I have made a web2py web application. The api endpoints exposed are as follows.
"/comments[comments]"
"/comments/id/{comments.id}"
"/comments/id/{comments.id}/:field"
"/comments/user-id/{comments.user_id}"
"/comments/user-id/{comments.user_id}/:field"
"/comments/date-commented/{comments.date_commented.year}"
"/comments/date-commented/{comments.date_commented.year}/:field"
"/comments/date-commented/{comments.date_commented.year}/{comments.date_commented.month}"
"/comments/date-commented/{comments.date_commented.year}/{comments.date_commented.month}/:field"
"/comments/date-commented/{comments.date_commented.year}/{comments.date_commented.month}/{comments.date_commented.day}"
"/comments/date-commented/{comments.date_commented.year}/{comments.date_commented.month}/{comments.date_commented.day}/:field"
"/comments/date-commented/{comments.date_commented.year}/{comments.date_commented.month}/{comments.date_commented.day}/{comments.date_commented.hour}"
"/comments/date-commented/{comments.date_commented.year}/{comments.date_commented.month}/{comments.date_commented.day}/{comments.date_commented.hour}/:field"
"/comments/date-commented/{comments.date_commented.year}/{comments.date_commented.month}/{comments.date_commented.day}/{comments.date_commented.hour}/{comments.date_commented.minute}"
"/comments/date-commented/{comments.date_commented.year}/{comments.date_commented.month}/{comments.date_commented.day}/{comments.date_commented.hour}/{comments.date_commented.minute}/:field"
"/comments/date-commented/{comments.date_commented.year}/{comments.date_commented.month}/{comments.date_commented.day}/{comments.date_commented.hour}/{comments.date_commented.minute}/{comments.date_commented.second}"
"/comments/date-commented/{comments.date_commented.year}/{comments.date_commented.month}/{comments.date_commented.day}/{comments.date_commented.hour}/{comments.date_commented.minute}/{comments.date_commented.second}/:field"
"/comments/complaint-id/{comments.complaint_id}"
"/comments/complaint-id/{comments.complaint_id}/:field"
The comments model is as follows
models/db.py
db.define_table(
'comments',
Field('user_id', db.auth_user),
Field('comment_made', 'string', length=2048),
Field('date_commented', 'datetime', default=datetime.now),
Field('complaint_id', db.complaints),
Field('detailed_status', 'string', length=2048),
)
I have been successful in retriving a single comment via the following request
localhost:8000/api/comments/id/1.json
Now I wish to retrieve all the comments. I am not able to figure out how to use /comments[comments] to retrieve all comments.?
I have tried
localhost:8000/api/comments.json
But it gives an output with "invalid path"

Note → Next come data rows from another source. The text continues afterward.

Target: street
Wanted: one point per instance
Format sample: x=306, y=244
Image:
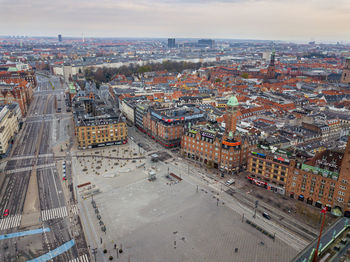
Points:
x=33, y=156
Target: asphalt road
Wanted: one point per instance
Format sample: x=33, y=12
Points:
x=56, y=209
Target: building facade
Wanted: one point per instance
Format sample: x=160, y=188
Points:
x=345, y=77
x=166, y=126
x=270, y=170
x=171, y=43
x=95, y=132
x=218, y=147
x=321, y=181
x=8, y=128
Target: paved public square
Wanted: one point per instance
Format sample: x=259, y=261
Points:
x=166, y=220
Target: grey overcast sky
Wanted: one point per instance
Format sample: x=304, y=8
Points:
x=296, y=20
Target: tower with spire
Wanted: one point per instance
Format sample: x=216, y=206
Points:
x=345, y=77
x=231, y=115
x=271, y=70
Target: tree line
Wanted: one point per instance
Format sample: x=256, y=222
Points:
x=104, y=75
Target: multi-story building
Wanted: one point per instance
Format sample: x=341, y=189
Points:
x=171, y=43
x=166, y=125
x=270, y=170
x=96, y=127
x=345, y=77
x=8, y=128
x=321, y=181
x=100, y=131
x=140, y=111
x=219, y=147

I have realized requests such as http://localhost:8000/api/comments/complaint-id/1.json
also give "invalid path" as output.
Please help.
EDIT:
Controllers/default.py
#request.restful()
def api():
response.view='generic.' + request.extension
def GET(*args,**kargs):
patterns='auto'
parser = db.parse_as_rest(patterns,args,kargs)
if parser.status == 200:
return dict(content=parser.response)
else:
raise HTTP(parser.status,parser.error)
def POST(*args,**kargs):
return dict()
return locals()
routes.py in the main web2py folder to change the default application:
routers = dict(
BASE = dict(
default_application='GRS',
)
)
Another observation:
I added another endpoint as below:
def comm():
"""" Comments api substitute"""
rows=db().select(db.comments.ALL) ## this line shows error
# rows = db(db.comments.id > 0).select()
#rows=[[5,6],[3,4],[1,2]]
#for row in rows:
# print row.id
return dict(message=rows)
Even now I am not able to retrieve all comments with "/comm.json". This gives a web2py error ticket which says "need more than 1 value to unpack" on the line "rows=db.select(db.comments.ALL)". Are the above invalid path and this error related in someway?